Publicada em 19/12/2024 na Tribuna Livre, jornal A Tribuna
Feliz Natal ou Feliz Ano Novo?
O homem solitário vestiu a fantasia de Papai Noel e se
sentiu bem. Havia relutado muito em aceitar o convite – quase imposição – dos
amigos de quem se aproximava apenas na época de Natal. Não havia conseguido se
desvencilhar do convite, em parte por sua barba onde já predominavam os fios
brancos e por sua figura, digamos, avantajada, como gostava de se referir a si.
Mas continuava um solitário. Sem
família, sem amigos, na rotina casa-trabalho. Vez ou outra ia caminhar ou
assistir ao futebol de várzea. Cumprimentava um ou outro conhecido, mas não
permitia a aproximação. Apenas no Natal, talvez ainda sob a influência dos
Natais de sua meninice, juntava-se ao grupo que, tradicionalmente, procurava
oferecer uma Noite – um pouco mais – Feliz às crianças do bairro da periferia.

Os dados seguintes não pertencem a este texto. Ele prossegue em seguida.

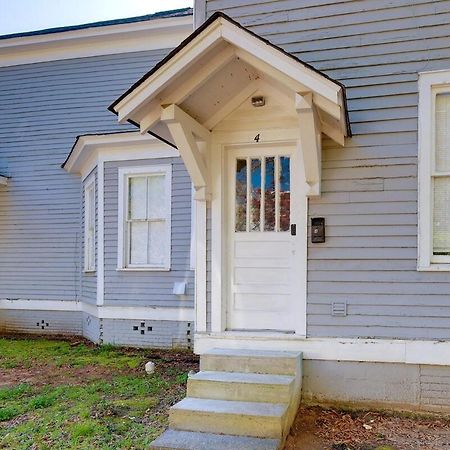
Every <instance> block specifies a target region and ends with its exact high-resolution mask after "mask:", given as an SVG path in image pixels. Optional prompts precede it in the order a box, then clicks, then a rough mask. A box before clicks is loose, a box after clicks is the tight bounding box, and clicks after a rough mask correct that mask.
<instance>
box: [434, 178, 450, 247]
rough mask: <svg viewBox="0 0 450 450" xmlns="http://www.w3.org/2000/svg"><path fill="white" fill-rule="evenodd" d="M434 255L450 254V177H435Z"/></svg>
mask: <svg viewBox="0 0 450 450" xmlns="http://www.w3.org/2000/svg"><path fill="white" fill-rule="evenodd" d="M433 255H450V177H438V178H437V177H436V178H434V215H433Z"/></svg>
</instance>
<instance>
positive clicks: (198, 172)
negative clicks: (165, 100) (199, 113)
mask: <svg viewBox="0 0 450 450" xmlns="http://www.w3.org/2000/svg"><path fill="white" fill-rule="evenodd" d="M161 121H163V122H165V123H166V124H167V126H168V128H169V131H170V133H171V135H172V138H173V139H174V141H175V143H176V145H177V148H178V150H179V152H180V155H181V157H182V158H183V161H184V164H185V165H186V168H187V170H188V172H189V174H190V176H191V179H192V182H193V184H194V187H195V189H196V190H198V189H200V188H206V187H207V185H208V173H207V167H206V163H205V159H204V157H203V155H202V154H201V152H200V148H199V146H198V143H197V142H196V140H195V138H194V133H195V134H197V136H199V137H200V138H203V139H204V140H206V141H209V138H210V132H209V131H208V130H207V129H206V128H204V127H203V126H202V125H201V124H199V123H198V122H197V121H196V120H194V119H193V118H192V117H190V116H189V115H188V114H186V113H185V112H184V111H182V110H181V109H180V108H179V107H178V106H176V105H170V106H168V107H167V108H165V109H164V111H163V114H162V116H161Z"/></svg>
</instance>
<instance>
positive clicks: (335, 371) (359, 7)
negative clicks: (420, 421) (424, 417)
mask: <svg viewBox="0 0 450 450" xmlns="http://www.w3.org/2000/svg"><path fill="white" fill-rule="evenodd" d="M449 15H450V3H449V2H447V1H420V2H419V1H418V0H417V1H414V2H411V1H408V2H406V1H403V0H396V1H389V2H385V1H376V2H374V1H372V0H361V1H348V0H343V1H335V2H321V1H314V2H310V1H309V0H302V1H291V0H275V1H265V0H264V1H259V2H254V1H250V0H227V1H221V0H197V1H196V2H195V7H194V16H193V20H194V24H195V29H196V31H194V33H193V34H191V31H192V29H191V25H192V24H191V23H190V21H192V16H190V15H189V13H188V12H187V11H184V12H177V13H174V14H168V16H169V17H166V15H164V14H163V15H162V16H159V17H153V18H151V19H150V20H141V21H137V22H134V23H133V24H123V23H122V24H120V23H116V24H111V25H107V26H105V27H104V28H103V27H98V29H104V30H109V29H111V30H112V31H111V33H112V32H113V29H116V28H117V30H119V28H120V27H128V28H126V29H125V28H124V30H123V31H121V32H122V34H123V36H126V35H128V33H130V35H132V34H133V33H136V34H134V36H135V37H134V38H133V37H130V40H129V43H127V42H125V41H123V40H122V39H118V41H120V48H119V47H118V46H119V43H118V42H114V41H110V37H109V36H108V39H105V40H108V42H110V47H112V48H115V50H111V49H110V50H109V53H108V52H106V51H105V49H104V48H103V47H104V44H103V47H102V46H101V45H100V44H99V47H102V50H98V51H99V52H100V53H99V54H92V53H90V50H89V51H88V50H86V53H84V54H83V55H80V54H78V55H75V56H74V57H73V58H70V59H67V58H65V59H61V58H62V57H63V56H64V52H58V51H57V50H55V48H54V47H55V46H54V45H51V46H50V45H49V47H50V50H46V51H48V52H50V53H51V52H53V53H51V55H50V56H49V54H48V53H45V51H44V50H40V49H39V50H37V51H36V52H35V53H33V52H32V51H31V45H32V43H31V42H30V43H28V41H27V42H22V40H23V39H37V38H36V36H28V37H27V36H25V37H13V38H9V39H5V40H3V41H0V47H1V45H2V42H4V43H6V44H5V45H4V47H1V48H2V50H1V51H3V52H4V54H5V55H8V56H7V57H5V59H4V61H5V63H4V64H3V66H4V67H1V68H0V76H2V80H5V81H2V84H1V86H2V91H5V93H4V94H2V104H4V105H5V106H6V107H4V108H2V112H1V114H2V115H4V116H5V117H4V118H3V120H2V122H1V123H2V126H1V127H0V133H1V138H0V139H1V141H0V173H1V174H2V175H3V178H2V179H0V183H1V184H0V202H1V204H2V205H4V206H3V208H4V211H2V213H1V214H0V230H1V231H0V243H1V244H0V248H1V249H2V258H1V261H0V277H1V280H2V282H1V284H0V286H1V290H2V291H3V292H1V293H0V298H1V300H0V306H1V310H0V314H1V315H0V317H1V326H2V327H3V328H4V329H6V330H11V331H13V330H24V331H31V332H32V331H34V332H39V333H43V332H44V333H46V332H50V331H53V332H55V331H57V332H71V333H74V334H84V335H85V336H87V337H89V338H90V339H92V340H94V341H102V342H112V343H118V344H132V345H154V346H190V345H191V344H192V343H193V344H194V351H195V352H197V353H200V354H203V353H205V352H208V351H210V350H211V349H213V348H223V349H247V350H248V349H254V350H275V351H286V350H289V351H301V352H303V359H304V360H303V394H302V395H303V398H304V399H309V400H320V401H341V402H342V401H358V402H372V403H373V402H377V403H379V404H390V405H398V406H405V405H406V406H408V407H415V408H421V409H448V408H449V407H450V397H449V394H448V390H449V389H448V388H449V385H450V369H449V365H450V344H449V342H448V339H449V337H450V320H449V317H450V316H449V311H450V309H449V307H450V306H449V305H450V274H449V271H450V269H449V268H450V256H449V255H450V248H449V247H450V241H449V237H448V236H449V235H450V225H449V224H450V219H449V217H450V206H449V201H448V198H449V194H448V193H449V187H448V180H449V179H450V170H449V168H448V167H447V164H448V158H449V156H448V155H449V154H450V146H449V144H448V142H449V140H448V131H447V130H449V129H450V119H448V117H450V115H449V114H450V103H449V100H448V98H450V97H449V93H450V46H449V40H448V35H449V31H450V27H449V25H448V23H449ZM143 24H147V25H148V28H149V30H148V33H152V32H154V34H153V35H152V36H154V41H152V39H144V38H143V37H142V36H141V35H140V34H139V33H141V30H140V29H139V27H140V26H141V25H143ZM152 24H153V25H152ZM155 24H158V26H161V27H162V29H163V30H164V31H163V32H161V33H159V31H161V30H159V31H158V32H155V30H150V29H151V28H152V26H156V25H155ZM159 24H161V25H159ZM138 25H139V26H138ZM108 27H110V28H108ZM111 27H112V28H111ZM114 27H116V28H114ZM88 30H89V28H88ZM78 32H81V30H71V31H70V30H69V31H63V32H60V34H61V35H65V36H69V34H70V33H78ZM118 32H119V31H118ZM100 34H101V33H100ZM106 35H107V34H106V33H105V36H106ZM38 36H39V39H42V36H45V39H47V43H49V42H53V41H52V39H53V36H55V37H58V36H59V35H58V33H55V34H53V33H52V35H50V34H43V35H38ZM156 36H157V37H156ZM80 39H81V38H80ZM97 39H99V42H100V41H101V39H102V36H97ZM144 42H145V44H144ZM152 42H153V43H152ZM9 43H12V45H11V46H10V45H9ZM14 45H17V46H19V47H20V46H22V47H20V49H21V51H20V52H17V53H16V52H15V51H14V50H11V48H13V47H14ZM33 45H34V44H33ZM86 45H87V46H88V47H89V45H90V44H88V43H87V44H86ZM144 45H150V46H152V48H144V47H143V46H144ZM57 46H58V45H57V44H56V47H57ZM115 46H116V47H115ZM44 47H45V46H44ZM130 49H131V50H130ZM169 50H170V51H169ZM75 51H78V50H74V52H75ZM102 52H103V53H102ZM105 52H106V53H105ZM44 54H45V56H43V55H44ZM33 55H39V56H33ZM61 55H63V56H61ZM66 56H67V55H66ZM33 57H35V58H37V59H36V60H35V61H32V58H33ZM8 58H9V59H8ZM21 58H23V60H22V59H21ZM30 84H31V85H32V86H30ZM26 89H28V91H27V90H26ZM49 91H50V92H51V95H50V92H49ZM25 94H26V95H25ZM34 102H35V103H34ZM107 107H109V110H110V112H108V111H107V110H106V108H107ZM57 111H59V112H57ZM111 112H112V113H114V114H116V115H117V116H118V117H117V118H115V117H114V115H113V114H111ZM38 113H39V114H38ZM117 120H118V121H119V123H120V125H119V124H118V123H117ZM61 163H62V164H63V168H61V167H60V165H59V164H61ZM169 199H170V200H171V201H169ZM163 200H164V201H163ZM30 219H31V220H30ZM3 249H5V250H3ZM3 255H5V256H4V257H3ZM47 324H48V325H47Z"/></svg>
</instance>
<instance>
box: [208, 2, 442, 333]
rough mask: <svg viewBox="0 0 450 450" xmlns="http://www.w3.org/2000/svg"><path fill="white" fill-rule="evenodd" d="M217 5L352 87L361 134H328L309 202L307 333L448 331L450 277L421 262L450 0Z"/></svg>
mask: <svg viewBox="0 0 450 450" xmlns="http://www.w3.org/2000/svg"><path fill="white" fill-rule="evenodd" d="M217 10H222V11H224V12H225V13H226V14H229V15H230V16H232V17H234V18H235V19H237V20H238V21H239V22H240V23H242V24H243V25H245V26H248V27H249V28H250V29H251V30H252V31H254V32H256V33H258V34H260V35H262V36H264V37H266V38H268V39H269V40H270V41H272V42H273V43H275V44H278V45H280V46H281V47H283V48H284V49H285V50H287V51H289V52H292V53H293V54H294V55H296V56H298V57H299V58H301V59H302V60H304V61H306V62H308V63H311V64H312V65H313V66H314V67H316V68H317V69H320V70H323V71H324V72H325V73H327V74H328V75H330V76H331V77H334V78H336V79H338V80H340V81H342V82H343V83H344V84H345V85H346V87H347V95H348V106H349V111H350V120H351V124H352V129H353V133H354V137H353V138H352V139H349V140H347V142H346V145H345V148H338V147H336V146H335V145H334V144H333V143H331V142H330V141H324V152H323V170H322V176H323V195H322V197H321V198H320V199H317V200H311V201H310V204H309V214H310V216H319V217H325V218H326V222H327V241H326V243H324V244H316V245H312V244H309V249H308V252H309V255H308V308H307V313H308V318H307V321H308V335H309V336H334V337H389V338H424V339H448V338H449V337H450V295H449V293H450V274H449V273H419V272H417V271H416V259H417V102H418V95H417V79H418V72H421V71H429V70H438V69H450V26H449V25H448V24H449V22H450V1H431V0H412V1H411V0H360V1H348V0H338V1H333V2H331V1H329V0H314V1H313V0H280V1H268V0H208V1H207V15H211V14H212V13H213V12H215V11H217ZM332 302H346V303H347V316H344V317H338V316H333V315H332V314H331V312H332V308H331V305H332Z"/></svg>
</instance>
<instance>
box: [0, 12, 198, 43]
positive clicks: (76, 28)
mask: <svg viewBox="0 0 450 450" xmlns="http://www.w3.org/2000/svg"><path fill="white" fill-rule="evenodd" d="M191 15H193V9H192V8H190V7H189V8H180V9H172V10H168V11H159V12H156V13H154V14H146V15H143V16H135V17H127V18H123V19H112V20H102V21H98V22H88V23H83V24H79V25H67V26H64V27H53V28H44V29H41V30H35V31H24V32H19V33H11V34H4V35H0V42H1V41H5V40H8V39H16V38H26V37H31V36H44V35H49V34H55V33H65V32H69V31H78V30H86V29H89V28H99V27H107V26H112V25H126V24H131V23H137V22H148V21H151V20H156V19H171V18H176V17H185V16H191Z"/></svg>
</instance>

Não eram pessoas de posses, mas
trabalhadores que se sentiam privilegiados por ter casa e emprego para sustentar
suas famílias. Ele não tinha família e, por isso, podia ajudar um pouco mais.

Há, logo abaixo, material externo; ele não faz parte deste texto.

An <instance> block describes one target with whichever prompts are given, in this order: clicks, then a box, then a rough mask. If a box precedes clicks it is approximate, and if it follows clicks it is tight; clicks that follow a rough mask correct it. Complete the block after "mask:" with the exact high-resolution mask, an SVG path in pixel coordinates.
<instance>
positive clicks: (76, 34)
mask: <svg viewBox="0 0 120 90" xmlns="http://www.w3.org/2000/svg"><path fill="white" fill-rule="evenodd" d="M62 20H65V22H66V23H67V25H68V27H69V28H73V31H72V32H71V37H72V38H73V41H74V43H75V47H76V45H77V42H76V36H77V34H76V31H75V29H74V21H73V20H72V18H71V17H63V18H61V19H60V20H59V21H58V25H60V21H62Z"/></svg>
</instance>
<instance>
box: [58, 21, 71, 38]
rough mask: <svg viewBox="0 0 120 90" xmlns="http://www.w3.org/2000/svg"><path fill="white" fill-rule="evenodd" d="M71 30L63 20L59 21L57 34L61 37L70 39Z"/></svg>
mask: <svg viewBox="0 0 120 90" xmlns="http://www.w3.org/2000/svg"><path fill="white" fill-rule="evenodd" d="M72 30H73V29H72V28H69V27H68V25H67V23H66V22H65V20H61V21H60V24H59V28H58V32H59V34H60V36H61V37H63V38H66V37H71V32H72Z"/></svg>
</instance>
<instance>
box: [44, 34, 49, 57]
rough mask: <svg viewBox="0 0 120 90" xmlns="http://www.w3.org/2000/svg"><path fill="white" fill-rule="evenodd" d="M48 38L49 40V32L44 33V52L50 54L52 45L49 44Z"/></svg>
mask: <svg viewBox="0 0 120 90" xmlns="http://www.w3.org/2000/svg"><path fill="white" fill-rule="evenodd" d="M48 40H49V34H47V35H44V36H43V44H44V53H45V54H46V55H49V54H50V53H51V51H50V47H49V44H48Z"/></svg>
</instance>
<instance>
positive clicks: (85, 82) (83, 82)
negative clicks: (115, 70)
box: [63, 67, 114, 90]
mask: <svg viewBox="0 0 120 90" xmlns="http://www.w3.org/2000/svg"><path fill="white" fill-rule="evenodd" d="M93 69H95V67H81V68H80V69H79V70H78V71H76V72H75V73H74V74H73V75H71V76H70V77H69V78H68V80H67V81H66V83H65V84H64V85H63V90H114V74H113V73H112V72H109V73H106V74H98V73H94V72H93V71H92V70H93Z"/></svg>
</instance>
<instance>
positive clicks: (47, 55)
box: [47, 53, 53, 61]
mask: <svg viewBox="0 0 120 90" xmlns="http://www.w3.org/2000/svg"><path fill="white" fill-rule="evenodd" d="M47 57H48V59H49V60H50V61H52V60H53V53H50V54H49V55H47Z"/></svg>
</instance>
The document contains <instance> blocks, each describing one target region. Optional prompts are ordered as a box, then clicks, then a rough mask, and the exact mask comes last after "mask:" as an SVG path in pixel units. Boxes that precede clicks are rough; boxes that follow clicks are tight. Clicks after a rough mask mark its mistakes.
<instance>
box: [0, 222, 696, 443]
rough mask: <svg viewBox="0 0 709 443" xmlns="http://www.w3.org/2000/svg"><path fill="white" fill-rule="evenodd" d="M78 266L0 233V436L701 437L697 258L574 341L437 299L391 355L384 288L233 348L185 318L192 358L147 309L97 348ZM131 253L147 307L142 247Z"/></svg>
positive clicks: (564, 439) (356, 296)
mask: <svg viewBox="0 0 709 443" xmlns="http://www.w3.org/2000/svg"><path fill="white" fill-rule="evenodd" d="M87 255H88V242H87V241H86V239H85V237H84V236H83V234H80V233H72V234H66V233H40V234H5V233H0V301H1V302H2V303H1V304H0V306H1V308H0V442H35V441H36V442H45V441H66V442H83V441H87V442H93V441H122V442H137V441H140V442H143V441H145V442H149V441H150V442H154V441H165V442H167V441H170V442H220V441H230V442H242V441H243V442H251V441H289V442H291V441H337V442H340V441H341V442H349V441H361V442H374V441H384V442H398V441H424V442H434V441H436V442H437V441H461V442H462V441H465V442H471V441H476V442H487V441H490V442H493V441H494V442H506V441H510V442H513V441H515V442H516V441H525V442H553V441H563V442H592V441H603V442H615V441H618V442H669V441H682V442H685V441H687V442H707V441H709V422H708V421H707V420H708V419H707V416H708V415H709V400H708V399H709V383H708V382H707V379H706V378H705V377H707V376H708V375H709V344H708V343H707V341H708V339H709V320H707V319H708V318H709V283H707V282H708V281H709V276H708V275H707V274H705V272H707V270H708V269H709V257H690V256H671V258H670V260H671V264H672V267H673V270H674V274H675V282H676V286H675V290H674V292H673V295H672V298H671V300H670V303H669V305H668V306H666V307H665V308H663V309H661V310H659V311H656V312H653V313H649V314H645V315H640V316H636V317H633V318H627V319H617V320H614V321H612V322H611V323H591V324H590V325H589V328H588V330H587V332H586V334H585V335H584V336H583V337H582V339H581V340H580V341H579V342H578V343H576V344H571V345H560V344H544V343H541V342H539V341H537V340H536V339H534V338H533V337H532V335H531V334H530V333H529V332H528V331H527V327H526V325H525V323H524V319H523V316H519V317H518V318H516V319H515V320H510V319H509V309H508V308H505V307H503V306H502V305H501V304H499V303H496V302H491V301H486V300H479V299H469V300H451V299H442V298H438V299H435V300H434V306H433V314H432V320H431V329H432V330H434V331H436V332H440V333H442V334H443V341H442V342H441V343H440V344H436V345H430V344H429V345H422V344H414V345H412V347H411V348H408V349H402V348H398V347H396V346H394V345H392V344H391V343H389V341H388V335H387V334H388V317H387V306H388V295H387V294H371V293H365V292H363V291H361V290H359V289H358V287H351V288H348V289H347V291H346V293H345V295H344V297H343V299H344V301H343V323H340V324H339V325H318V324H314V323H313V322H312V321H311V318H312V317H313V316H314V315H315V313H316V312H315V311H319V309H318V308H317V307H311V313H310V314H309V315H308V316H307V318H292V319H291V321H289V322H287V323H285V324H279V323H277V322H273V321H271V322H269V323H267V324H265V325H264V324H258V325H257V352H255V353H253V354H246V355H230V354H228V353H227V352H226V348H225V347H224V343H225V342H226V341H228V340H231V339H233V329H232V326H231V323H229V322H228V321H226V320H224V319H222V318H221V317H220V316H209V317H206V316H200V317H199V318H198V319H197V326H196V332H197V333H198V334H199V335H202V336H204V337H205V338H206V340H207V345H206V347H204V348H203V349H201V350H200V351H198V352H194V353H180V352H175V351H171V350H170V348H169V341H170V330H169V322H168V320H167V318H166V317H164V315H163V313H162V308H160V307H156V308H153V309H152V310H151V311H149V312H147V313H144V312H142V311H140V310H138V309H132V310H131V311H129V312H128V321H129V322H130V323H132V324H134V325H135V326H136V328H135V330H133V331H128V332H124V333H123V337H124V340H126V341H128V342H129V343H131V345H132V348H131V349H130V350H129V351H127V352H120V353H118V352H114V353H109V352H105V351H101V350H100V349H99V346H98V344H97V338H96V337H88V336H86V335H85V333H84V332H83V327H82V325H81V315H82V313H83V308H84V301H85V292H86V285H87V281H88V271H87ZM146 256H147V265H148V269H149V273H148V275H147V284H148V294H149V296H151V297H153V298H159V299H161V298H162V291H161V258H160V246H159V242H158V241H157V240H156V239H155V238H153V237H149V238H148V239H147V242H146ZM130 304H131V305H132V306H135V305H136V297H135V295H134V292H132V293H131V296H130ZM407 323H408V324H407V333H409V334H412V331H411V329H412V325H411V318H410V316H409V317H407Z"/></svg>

Mas, este ano, haviam extrapolado: pedir para ele ser o Papai Noel...
Francamente!
No entanto, lá estava ele, vestido
de Papai Noel e sorrindo ao lado de crianças para algumas câmeras de celulares,
enquanto distribuía presentes simples e doces, não só para os pequenos, mas
também para suas famílias, todos contagiados pelo tão exaltado espírito de
Natal. E ele se sentindo bem, recebendo e retribuindo votos de Feliz Natal para
todos.
Quase não se reconhecia, estava
praticamente se entregando à alegria da época e à convivência com a comunidade,
quando avistou, no meio dos rostos ansiosos das crianças, aquele menino que já
havia visto pedindo ajuda, perambulando pelo bairro. Vivia nas ruas, era magro
e alto para a idade – calculou uns 12 anos – vestia shorts e camiseta desbotados,
mas, surpreendentemente, estava sempre limpo.

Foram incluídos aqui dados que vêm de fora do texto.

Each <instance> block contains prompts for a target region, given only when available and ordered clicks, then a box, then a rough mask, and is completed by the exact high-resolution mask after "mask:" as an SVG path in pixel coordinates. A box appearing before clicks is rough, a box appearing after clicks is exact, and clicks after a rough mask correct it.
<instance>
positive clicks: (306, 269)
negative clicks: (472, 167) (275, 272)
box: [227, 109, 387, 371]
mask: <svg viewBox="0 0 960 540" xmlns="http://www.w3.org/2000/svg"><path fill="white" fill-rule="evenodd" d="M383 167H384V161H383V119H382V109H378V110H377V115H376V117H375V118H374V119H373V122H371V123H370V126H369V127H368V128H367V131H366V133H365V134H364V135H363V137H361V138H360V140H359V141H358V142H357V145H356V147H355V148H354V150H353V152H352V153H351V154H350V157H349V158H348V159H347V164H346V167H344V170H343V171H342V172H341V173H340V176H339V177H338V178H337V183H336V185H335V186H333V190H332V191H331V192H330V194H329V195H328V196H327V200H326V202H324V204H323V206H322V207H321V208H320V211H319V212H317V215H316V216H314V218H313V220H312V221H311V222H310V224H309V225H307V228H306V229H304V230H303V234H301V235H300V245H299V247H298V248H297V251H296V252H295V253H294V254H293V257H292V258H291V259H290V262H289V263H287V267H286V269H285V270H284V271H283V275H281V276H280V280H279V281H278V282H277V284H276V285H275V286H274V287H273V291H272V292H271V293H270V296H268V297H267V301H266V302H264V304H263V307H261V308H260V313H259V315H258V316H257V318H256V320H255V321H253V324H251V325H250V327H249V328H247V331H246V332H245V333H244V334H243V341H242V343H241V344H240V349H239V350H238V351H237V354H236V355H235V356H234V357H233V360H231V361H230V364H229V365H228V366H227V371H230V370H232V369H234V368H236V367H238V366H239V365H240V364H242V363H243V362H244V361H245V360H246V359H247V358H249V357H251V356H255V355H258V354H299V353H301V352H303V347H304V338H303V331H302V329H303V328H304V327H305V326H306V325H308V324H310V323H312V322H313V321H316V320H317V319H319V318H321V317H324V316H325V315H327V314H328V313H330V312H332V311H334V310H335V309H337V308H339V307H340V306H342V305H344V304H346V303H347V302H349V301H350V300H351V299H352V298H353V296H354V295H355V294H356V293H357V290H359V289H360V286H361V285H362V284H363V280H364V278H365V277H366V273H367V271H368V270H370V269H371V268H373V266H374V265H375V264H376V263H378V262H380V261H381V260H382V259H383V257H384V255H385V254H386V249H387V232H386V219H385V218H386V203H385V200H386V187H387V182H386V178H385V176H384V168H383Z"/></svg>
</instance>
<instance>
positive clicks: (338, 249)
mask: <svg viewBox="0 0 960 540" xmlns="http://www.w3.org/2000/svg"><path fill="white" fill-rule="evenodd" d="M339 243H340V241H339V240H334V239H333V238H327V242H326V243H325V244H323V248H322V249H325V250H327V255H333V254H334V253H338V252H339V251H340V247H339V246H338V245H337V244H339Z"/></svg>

Estendeu a mão para a criança e lhe fez
a clássica pergunta: “O que você quer pedir para o Papai Noel”? A resposta não
foi “uma bola”, mas um surpreendente “um Feliz Ano Novo”. Admirado, retrucou:
“Mas hoje é dia de dizer Feliz Natal”. E o garoto: “Sim, é Natal e é feliz porque
lembra do Menino do Presépio. Mas prefiro Feliz Ano Novo”! E saiu correndo,
perdendo-se entre as pessoas.
O “Papai Noel” cumpriu seu papel
pelo restante da noite. Era hora de voltar para casa. E para sua solidão. Incomodado
com aquele diálogo, decidiu abordar o menino na rua, quando o encontrasse.
Descobriu seu nome, confirmou que havia se desencontrado da família e era solitário,
como ele. Naquela casa vizinha da igreja, matava a fome, tomava banho e às
vezes ganhava roupas. Lá, ouvira falar da mensagem de solidariedade deixada
pelo Menino do Presépio. Sonhava que isso pudesse mudar logo sua vida, de
preferência, no próximo Feliz Ano Novo.
O homem solitário não conseguiu
esconder as lágrimas. Sabia que a partir dali não mais seria solitário. Que sua
vida teria um novo sentido, buscando a realização do sonho do menino. Que o
Feliz Natal estaria para sempre entrelaçado ao Feliz Ano Novo. Para ele, para o
menino e para todos que entendessem a solidariedade ensinada pelo Presépio.